Cats love to be up high. Refrigerators, cabinets, bookshelves, dressers. They like to loiter in high places because they are natural predators. As hunters, they want to get the jump on anyone and everything, so they call dibs on all the high places in every room of the house. The problem with new cat owners servants is they think they should be allowed to put knick-knacks and other items in the very places that cats have called dibs.  I mean, really. What are they thinking? That they own the place or something?  Sheesh. Cats will just knock down whatever is in their way and use the place for a perching location. And look at their servant with disdain while doing so. The very idea of cluttering up my space with a 100-year-old depression glass basket. Well. I showed them the error of their ways. After they clean that up, they better get me some treats.  The thing is, you can either be proactive and install shelves up high, just for the cats to reenact their favorite scenes from The Lion King, or you can kiss your valuables goodbye.  You know what? Never mind. While I do suggest creating a play area accessible only to your cat, it won’t matter… they’ll still knock your stuff down. But at least they’ll have a place from which to look down and mock you as you get out the broom and dustpan. Again.

Preserved for Posterity

What better way to show your cat how important they are than recording everything they do? It’s also important to get plenty of evidence in case you do something wrong, so your cat is justified in their decision to pounce you one day and end your whole existence.

A Worthy Throne

Whether they like to admit it or not, cats do like to be near their person. If for no other reason, than to keep tabs on them (after all, you may decide to dig into the cat treats). Placing a shoebox near your workspace for your cat to sit in is a thoughtful gesture… and one that I’m sure the cat will appreciate as they lounge atop their true throne – aka your $5,000 printer – judging you.

Gifts to the Gods

Cats appreciate a servant that does their research… and homework. By sitting in front of our computer screens for hours on end, trying to figure out the 500 steps involved in creating the perfect DIY scratchers with catnip cubbyholes we plan to put in every room, we’re really just showing how much we care for our feline masters. We’re proving to them that we’re willing to go that extra mile. Of course, they’ll steadfastly eschew said DIY scratchers, regardless of how much sweat and blood (literally) we put into them, preferring instead to assert their reign by adding their loving touch to our furniture.

the queen at rest

Don’t get me wrong. I’m a cat person. I love cats, always have. But I understand they’re on a higher plane than the rest of us. Unlike dogs, cats do what they want. If they come when we call or go along with performing our silly little tricks, it’s only because they’re placating us … to give us a sense of value and significance.  In so doing, they assert control over us, not the other way around.

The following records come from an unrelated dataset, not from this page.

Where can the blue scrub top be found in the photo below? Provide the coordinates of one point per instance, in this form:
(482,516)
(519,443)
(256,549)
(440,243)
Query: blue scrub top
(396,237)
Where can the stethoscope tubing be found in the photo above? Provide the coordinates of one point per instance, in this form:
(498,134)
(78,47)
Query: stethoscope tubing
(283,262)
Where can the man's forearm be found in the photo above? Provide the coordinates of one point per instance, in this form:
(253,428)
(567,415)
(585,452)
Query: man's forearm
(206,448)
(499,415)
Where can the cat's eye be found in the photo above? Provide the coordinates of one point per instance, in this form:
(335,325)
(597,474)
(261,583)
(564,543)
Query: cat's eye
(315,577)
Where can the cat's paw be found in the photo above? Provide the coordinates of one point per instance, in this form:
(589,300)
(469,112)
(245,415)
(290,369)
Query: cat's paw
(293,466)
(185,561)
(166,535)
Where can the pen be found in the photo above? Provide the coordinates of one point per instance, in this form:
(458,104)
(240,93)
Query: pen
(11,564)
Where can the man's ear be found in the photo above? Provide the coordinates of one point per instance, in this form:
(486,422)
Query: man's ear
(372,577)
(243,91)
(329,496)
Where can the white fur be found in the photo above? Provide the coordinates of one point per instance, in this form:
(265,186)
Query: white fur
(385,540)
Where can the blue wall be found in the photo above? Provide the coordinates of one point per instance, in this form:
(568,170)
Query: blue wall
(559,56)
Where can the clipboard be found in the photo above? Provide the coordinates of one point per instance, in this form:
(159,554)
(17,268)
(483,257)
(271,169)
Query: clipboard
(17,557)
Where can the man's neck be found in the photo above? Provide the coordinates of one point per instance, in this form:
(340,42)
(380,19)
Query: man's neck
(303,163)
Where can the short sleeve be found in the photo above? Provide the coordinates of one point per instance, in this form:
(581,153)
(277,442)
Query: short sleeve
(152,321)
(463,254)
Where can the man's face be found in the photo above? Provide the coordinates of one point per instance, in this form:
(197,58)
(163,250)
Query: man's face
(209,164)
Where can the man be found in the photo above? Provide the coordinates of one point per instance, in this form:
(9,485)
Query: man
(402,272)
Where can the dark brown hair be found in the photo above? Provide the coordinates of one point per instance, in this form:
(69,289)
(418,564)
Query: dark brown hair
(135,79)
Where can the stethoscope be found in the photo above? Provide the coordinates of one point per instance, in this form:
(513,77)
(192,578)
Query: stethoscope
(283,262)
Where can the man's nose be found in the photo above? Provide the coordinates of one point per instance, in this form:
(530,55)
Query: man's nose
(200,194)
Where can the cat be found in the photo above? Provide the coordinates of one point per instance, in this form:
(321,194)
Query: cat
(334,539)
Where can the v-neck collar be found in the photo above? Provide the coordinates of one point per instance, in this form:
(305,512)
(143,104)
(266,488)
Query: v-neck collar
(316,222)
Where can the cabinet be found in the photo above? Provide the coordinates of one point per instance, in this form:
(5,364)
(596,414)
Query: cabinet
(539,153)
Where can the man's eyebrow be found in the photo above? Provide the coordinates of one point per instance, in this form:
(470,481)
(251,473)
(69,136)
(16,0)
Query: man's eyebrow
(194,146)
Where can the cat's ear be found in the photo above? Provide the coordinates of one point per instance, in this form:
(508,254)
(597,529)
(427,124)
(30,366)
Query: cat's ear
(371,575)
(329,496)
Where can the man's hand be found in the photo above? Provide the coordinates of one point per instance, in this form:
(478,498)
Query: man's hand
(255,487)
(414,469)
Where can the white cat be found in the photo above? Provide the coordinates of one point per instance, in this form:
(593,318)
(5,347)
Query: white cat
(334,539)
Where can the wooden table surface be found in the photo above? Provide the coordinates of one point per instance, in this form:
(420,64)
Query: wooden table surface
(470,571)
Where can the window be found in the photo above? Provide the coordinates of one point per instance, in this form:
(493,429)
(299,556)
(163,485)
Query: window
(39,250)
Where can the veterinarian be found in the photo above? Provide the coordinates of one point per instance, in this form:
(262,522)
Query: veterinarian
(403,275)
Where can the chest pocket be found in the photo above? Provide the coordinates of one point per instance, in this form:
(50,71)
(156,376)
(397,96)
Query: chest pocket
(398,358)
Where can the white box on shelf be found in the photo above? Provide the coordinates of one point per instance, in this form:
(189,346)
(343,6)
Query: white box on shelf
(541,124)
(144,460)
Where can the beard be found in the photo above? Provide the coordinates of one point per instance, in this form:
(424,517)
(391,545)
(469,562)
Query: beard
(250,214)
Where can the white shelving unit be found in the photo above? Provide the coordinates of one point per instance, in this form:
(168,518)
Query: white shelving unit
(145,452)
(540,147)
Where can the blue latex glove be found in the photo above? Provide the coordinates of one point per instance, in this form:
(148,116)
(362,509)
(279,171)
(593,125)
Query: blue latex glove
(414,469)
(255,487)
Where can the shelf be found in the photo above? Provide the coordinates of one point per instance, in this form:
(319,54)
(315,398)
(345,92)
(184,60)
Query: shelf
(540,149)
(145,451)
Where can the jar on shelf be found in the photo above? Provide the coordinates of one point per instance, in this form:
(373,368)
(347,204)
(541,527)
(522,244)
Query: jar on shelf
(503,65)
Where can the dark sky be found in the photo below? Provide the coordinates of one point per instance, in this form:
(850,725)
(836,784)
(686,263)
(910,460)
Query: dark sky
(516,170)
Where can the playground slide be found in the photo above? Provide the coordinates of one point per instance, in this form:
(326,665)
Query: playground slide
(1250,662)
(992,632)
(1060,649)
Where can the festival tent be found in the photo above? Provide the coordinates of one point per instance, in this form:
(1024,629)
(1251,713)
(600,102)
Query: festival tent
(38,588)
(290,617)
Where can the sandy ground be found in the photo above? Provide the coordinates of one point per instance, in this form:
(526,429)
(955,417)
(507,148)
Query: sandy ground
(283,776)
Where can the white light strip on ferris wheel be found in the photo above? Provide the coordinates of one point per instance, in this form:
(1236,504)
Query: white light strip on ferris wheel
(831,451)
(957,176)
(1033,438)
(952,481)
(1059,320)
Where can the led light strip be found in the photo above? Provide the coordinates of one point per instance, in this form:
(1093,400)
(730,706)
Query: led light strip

Have you ever taught a cat a trick and then tried to show off that trick in front of people only to be met with a look of bewilderment from your feline performer? You want me to do what?  You must be joking. What do you do? Of course. Give more treats in a desperate attempt to prove to your audience that the cat can, in fact, do said trick. This cycle continues, sometimes for weeks, sometimes for months, until the little fur-covered jerk cat becomes bored with their own game and refuses to do the trick even when you’re alone.

Yet you will continue plying the fickle feline with treats and praise and attention. And do you know why that is?  Because you’re the servant anxious to please your master. They’ve trained you well.  I mean, hey, I get it. I’m not judging. I have two of my own, and trust me, I spend my days making sure they are happy enough to not kill me in my sleep.

Some cats are cute, making us go awwww… some cats are beautiful and make us go… oooooo. Just never forget, they’re large and in charge and we are but humble domestics in their household.